NEW YORK - U.S. stocks are set to welcome President-elect Donald Trump with sharp declines -- but not the crash that many feared.
Overnight, there was a knee-jerk panic in global markets as it became clear Trump was about to pull off a stunning upset by defeating Hillary Clinton, Wall Street's favored candidate. Dow futures plummeted nearly 900 points at one point as investors expressed fear about the inherent policies brought on by a Trump White House.
But a sense of relative calm seemed to return to the markets ahead of the opening bell on Wednesday morning. The Dow was on track to drop 230 points. The S&P 500 futures are down 1.1%, while the Nasdaq is down 1.5%.
This is hardly a freakout. In fact, the projected losses aren't even enough to wipe out the gains experienced on Monday when markets incorrectly bet Clinton's odds had improved.
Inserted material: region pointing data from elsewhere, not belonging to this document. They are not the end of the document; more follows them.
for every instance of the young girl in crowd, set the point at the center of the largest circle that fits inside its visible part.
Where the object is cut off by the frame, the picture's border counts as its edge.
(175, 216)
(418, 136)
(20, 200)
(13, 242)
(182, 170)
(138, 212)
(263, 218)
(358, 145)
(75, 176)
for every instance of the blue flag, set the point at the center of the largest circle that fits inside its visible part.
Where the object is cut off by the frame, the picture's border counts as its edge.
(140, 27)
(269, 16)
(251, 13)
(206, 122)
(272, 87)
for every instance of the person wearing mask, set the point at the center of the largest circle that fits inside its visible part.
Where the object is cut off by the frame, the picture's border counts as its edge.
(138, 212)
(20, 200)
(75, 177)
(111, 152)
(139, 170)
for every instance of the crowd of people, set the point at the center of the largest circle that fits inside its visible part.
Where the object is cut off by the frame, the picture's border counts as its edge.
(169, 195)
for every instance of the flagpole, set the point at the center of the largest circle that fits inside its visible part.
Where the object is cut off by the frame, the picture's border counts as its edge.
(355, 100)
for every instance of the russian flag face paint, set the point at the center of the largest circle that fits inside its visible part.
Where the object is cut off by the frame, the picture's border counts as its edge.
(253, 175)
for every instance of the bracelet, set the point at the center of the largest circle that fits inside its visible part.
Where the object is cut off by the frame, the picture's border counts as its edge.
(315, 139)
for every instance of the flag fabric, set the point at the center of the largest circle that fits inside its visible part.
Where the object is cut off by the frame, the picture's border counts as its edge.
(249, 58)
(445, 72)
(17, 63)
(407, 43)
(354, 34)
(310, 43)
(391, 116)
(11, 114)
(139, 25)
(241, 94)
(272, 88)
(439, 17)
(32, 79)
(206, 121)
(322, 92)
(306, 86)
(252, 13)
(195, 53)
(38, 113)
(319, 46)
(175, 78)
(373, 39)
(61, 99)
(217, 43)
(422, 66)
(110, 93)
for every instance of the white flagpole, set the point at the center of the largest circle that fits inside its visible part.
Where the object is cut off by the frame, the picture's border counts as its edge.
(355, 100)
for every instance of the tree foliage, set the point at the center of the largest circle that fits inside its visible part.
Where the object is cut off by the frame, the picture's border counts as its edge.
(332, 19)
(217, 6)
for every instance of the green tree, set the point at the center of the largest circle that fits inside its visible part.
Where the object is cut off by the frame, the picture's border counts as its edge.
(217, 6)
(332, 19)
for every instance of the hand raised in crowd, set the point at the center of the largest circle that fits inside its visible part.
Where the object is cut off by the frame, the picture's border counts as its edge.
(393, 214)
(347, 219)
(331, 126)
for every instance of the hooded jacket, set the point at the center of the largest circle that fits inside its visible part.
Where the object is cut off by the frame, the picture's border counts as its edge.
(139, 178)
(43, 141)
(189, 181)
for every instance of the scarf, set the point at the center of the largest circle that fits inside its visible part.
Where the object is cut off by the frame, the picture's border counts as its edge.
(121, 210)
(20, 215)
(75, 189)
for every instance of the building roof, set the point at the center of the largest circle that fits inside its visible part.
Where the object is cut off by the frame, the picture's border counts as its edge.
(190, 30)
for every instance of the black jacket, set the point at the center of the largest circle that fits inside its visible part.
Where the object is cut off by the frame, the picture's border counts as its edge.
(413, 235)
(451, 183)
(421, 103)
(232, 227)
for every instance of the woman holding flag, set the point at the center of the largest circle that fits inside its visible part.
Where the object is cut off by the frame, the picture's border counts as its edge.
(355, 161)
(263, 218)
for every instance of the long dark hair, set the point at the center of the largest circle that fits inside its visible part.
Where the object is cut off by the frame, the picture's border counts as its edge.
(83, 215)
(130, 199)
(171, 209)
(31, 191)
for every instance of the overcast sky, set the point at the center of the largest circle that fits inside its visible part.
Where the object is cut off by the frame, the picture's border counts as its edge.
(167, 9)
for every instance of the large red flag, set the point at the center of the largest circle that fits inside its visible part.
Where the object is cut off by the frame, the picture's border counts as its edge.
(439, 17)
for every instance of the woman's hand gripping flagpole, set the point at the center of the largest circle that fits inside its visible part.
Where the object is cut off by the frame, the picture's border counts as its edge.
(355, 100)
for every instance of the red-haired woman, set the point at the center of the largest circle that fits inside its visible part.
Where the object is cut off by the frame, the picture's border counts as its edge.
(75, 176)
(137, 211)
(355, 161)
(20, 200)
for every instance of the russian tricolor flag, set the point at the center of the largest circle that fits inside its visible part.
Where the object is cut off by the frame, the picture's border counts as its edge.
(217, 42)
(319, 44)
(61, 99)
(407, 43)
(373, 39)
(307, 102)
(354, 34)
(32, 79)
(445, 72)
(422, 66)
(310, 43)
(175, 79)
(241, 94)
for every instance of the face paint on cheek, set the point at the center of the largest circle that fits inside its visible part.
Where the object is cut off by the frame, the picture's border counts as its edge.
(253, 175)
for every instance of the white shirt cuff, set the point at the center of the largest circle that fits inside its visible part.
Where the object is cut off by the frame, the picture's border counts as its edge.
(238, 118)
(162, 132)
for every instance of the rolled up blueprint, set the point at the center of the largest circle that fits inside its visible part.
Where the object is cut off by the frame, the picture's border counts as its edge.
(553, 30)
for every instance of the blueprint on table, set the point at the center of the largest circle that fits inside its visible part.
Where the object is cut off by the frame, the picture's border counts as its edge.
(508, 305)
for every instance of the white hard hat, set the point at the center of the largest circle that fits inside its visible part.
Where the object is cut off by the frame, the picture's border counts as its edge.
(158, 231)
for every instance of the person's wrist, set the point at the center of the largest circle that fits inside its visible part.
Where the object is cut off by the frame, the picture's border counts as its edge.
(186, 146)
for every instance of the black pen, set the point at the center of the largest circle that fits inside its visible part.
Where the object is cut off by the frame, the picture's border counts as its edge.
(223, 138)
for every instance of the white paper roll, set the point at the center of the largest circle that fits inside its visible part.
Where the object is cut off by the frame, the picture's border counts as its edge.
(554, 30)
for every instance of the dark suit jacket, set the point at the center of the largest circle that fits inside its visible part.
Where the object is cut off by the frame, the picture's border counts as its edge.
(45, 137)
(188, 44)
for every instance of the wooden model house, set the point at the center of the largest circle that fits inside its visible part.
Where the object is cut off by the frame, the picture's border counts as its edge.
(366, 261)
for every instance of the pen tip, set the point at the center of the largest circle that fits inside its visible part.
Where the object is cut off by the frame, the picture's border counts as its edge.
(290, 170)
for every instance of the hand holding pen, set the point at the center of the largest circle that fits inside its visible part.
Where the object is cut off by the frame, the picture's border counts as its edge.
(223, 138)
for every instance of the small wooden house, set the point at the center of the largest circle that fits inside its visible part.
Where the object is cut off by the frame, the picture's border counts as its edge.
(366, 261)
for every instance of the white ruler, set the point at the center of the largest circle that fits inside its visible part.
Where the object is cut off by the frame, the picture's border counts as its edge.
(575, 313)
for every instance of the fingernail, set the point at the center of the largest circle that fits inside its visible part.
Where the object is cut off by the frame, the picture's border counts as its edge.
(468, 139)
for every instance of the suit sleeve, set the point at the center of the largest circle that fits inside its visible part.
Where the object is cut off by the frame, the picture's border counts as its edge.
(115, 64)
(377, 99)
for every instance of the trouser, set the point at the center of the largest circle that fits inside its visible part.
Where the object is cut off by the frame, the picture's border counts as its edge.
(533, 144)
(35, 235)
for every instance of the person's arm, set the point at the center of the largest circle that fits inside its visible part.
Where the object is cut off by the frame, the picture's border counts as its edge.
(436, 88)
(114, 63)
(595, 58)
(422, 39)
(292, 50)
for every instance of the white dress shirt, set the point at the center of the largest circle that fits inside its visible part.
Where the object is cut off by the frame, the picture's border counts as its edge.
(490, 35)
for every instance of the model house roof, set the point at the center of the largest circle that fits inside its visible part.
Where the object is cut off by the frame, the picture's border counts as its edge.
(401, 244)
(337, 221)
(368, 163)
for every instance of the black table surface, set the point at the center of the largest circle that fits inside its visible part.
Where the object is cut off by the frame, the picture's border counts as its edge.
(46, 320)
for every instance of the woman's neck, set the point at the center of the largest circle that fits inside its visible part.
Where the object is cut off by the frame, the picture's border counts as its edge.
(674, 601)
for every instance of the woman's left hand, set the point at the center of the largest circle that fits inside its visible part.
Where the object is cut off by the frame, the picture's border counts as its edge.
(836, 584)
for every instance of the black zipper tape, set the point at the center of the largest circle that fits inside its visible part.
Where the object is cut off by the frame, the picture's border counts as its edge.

Market strategists said the lack of a panic is due in part to hope that Trump will focus on policies that can help the economy, instead of more disruptive ideas like scrapping NAFTA.
"The rhetoric that was talked about on the campaign trail was pretty scary. The nationalism and protectionism," said Art Hogan, chief market strategist at Wunderlich Securities.
"But there's a big difference between what you say campaigning and what you do as president," Hogan said.